Luca Parolini, Bruno Sinopoli, Bruce H. Krogh
Dept. of Electrical and Computer Engineering
Carnegie Mellon University
C.0GeneralSystem architecture[Data center, Energy management, Energy efficiency, Thermal modeling, Optimization, Optimal control, Cyber-physical systems]
Data servers account for nearly 1.5% of total electricity consumption in the U.S. at a cost of approximately $4.5 billion per year . Data center peak load exceeded 7 GW in 2006, and without intervention is destined to reach 12 GW by 2011, about the power generated by 25 baseload power plants. To address this emerging problem, this paper advocates a coordinated approach to data center energy management.
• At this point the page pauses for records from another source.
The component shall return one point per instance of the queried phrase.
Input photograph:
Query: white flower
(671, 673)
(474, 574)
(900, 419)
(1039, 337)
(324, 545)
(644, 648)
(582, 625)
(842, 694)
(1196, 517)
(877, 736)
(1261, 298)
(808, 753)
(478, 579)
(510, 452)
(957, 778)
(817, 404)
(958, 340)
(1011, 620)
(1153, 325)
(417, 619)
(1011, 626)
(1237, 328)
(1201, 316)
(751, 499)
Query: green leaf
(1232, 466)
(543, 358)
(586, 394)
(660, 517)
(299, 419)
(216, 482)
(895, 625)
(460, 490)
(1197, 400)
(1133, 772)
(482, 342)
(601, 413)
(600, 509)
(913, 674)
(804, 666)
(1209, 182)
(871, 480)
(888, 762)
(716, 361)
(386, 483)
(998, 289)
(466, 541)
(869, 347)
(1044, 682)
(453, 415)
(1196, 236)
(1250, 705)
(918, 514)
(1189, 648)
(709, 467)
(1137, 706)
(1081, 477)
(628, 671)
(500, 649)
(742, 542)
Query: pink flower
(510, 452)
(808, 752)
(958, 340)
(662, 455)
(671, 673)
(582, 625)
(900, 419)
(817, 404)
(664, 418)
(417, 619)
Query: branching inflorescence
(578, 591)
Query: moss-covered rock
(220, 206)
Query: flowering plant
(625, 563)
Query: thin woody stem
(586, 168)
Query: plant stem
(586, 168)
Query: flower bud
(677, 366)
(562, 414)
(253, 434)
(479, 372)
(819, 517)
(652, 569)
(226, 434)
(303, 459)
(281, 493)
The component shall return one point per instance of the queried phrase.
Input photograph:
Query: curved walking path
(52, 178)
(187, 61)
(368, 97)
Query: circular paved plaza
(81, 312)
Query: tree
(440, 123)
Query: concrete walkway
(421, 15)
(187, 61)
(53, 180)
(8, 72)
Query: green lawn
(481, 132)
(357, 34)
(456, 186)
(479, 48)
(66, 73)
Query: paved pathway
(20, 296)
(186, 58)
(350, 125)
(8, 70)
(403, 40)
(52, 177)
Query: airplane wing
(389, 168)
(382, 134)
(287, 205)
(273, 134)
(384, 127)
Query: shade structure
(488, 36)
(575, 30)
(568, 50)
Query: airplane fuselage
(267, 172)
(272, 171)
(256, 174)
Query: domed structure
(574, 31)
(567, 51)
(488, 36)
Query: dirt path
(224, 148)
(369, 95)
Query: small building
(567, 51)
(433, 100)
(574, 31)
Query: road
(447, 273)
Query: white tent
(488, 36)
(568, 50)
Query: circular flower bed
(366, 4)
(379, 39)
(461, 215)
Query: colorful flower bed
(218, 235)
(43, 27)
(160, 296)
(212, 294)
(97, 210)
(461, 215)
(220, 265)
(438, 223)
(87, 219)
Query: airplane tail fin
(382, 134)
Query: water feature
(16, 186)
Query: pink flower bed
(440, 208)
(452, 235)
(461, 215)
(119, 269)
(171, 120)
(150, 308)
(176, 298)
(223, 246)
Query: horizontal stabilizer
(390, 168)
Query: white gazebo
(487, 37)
In most data centers today, the cooling and the computational subsystems are controlled independently. Computer room air conditioning (CRAC) units operate at levels necessary to keep the hottest regions in the data center below critical temperature limits. Computational tasks are allocated to achieve the desired performance with server power states that minimize overall server energy consumption. Some load management strategies consider the influence of the server loads on the temperature distribution, but CRAC control remains thermostatic. Coordinating cooling and load management requires a unified modeling framework that represents the interactions of these two subsystems. We present the elements of such a framework and formulate the coordinated control problem as a constrained Markov decision process (CMDP). Simulation results for a small system illustrate the potential benefits of this approach.
The following section reviews previous work on energy management strategies in data centers. Section 3 proposes an integrated thermal and computational model. Temperature dynamics are modeled by a network of interconnected components reflecting the spatial distribution of servers, CRAC units, and non-computational components in the data center. A second network models the distribution of the computational load among the servers. The server power states influence both networks. In Sec. 4, the energy management problem is formulated as a CMDP. Decision variables include the CRAC set points, the allocation of tasks to servers, and server power states. The dynamic MDP strategy determines these control variables as a function of the system state to minimize the integral of the weighted sum of power consumption and computational performance. Section 5 presents simulation results for a simple system, comparing the optimal MDP strategy to a conventional decoupled control of the cooling and computational subsystems. The final section identifies several directions for further research.
Early work on energy minimization for data centers focused on computational fluid dynamic (CFD) models to analyze and design server racks and data center configurations to optimize the delivery of cold air, and thereby minimize cooling costs [13,12]. Subsequent papers focused on the development of optimal load-balancing policies, at both the server and rack levels. Constraints on these policies were either the minimum allowed computational performance or the maximum allowed peak power consumption [5,3,4,18,6,15].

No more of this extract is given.